We tell ourselves that it’s for them, but in reality, it’s for us. We become smothering, domineering, success-obsessed parents. But we’re blind to it, because we’re always able to say that it’s good for them. If anything, their success is a hymn of praise to another Father who provided everything they need to be where they are and to do what they’re doing. As parents, we’re never more than instruments in His redemptive hands.

Perhaps your marriage is the place where you seek identity. You live for the next shot of acceptance and appreciation, and the love of your spouse is the thing that makes you feel most alive. You’ll feel alive when they notice your efforts and seek your company, but your joy will come crashing down when you feel ignored or taken for granted.

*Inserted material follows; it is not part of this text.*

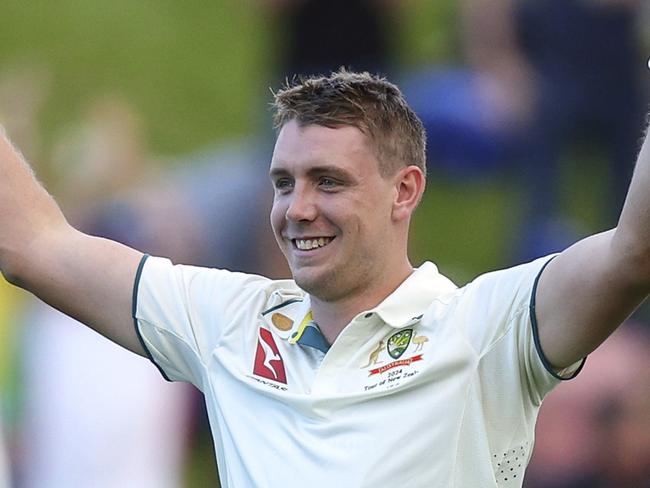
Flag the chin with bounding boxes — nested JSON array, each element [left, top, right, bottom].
[[292, 270, 338, 300], [292, 268, 328, 296], [292, 270, 320, 293]]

This is all very dangerous. No sinner can ever be your rock and fortress. No sinner can give you a consistent reason for hope. Sooner or later, everyone around you will fail you. But there’s an even greater danger here.

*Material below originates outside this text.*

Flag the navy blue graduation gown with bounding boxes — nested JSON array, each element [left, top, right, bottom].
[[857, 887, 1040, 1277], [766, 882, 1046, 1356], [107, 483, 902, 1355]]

As you look to this person for identity, you’re not really loving them – you’re loving you. You’ve turned the second great commandment on its ear. Instead of serving people because you love them, you’re willing to serve them so that they’ll love you. This kind of parasitic relationships is never healthy.

Our children were never given to us to be trophies on the mantel of our identity. Our spouses were never given to us to be personal messiahs. No relationship should be the source of our identity, because we look to people to give us what only God could give. We ask our relationships to provide us life, contentment, happiness, and joy, but sooner or later, like anything other than the Creator, they’ll fail us.

Process and Reflect

1. Are you asking flawed people to provide for you what only the Creator can provide?

2. How might some of your expectations for your relationships be unrealistic and unbiblical?

3. How does identity in Christ allow you to combat the temptation of finding identity in your relationships?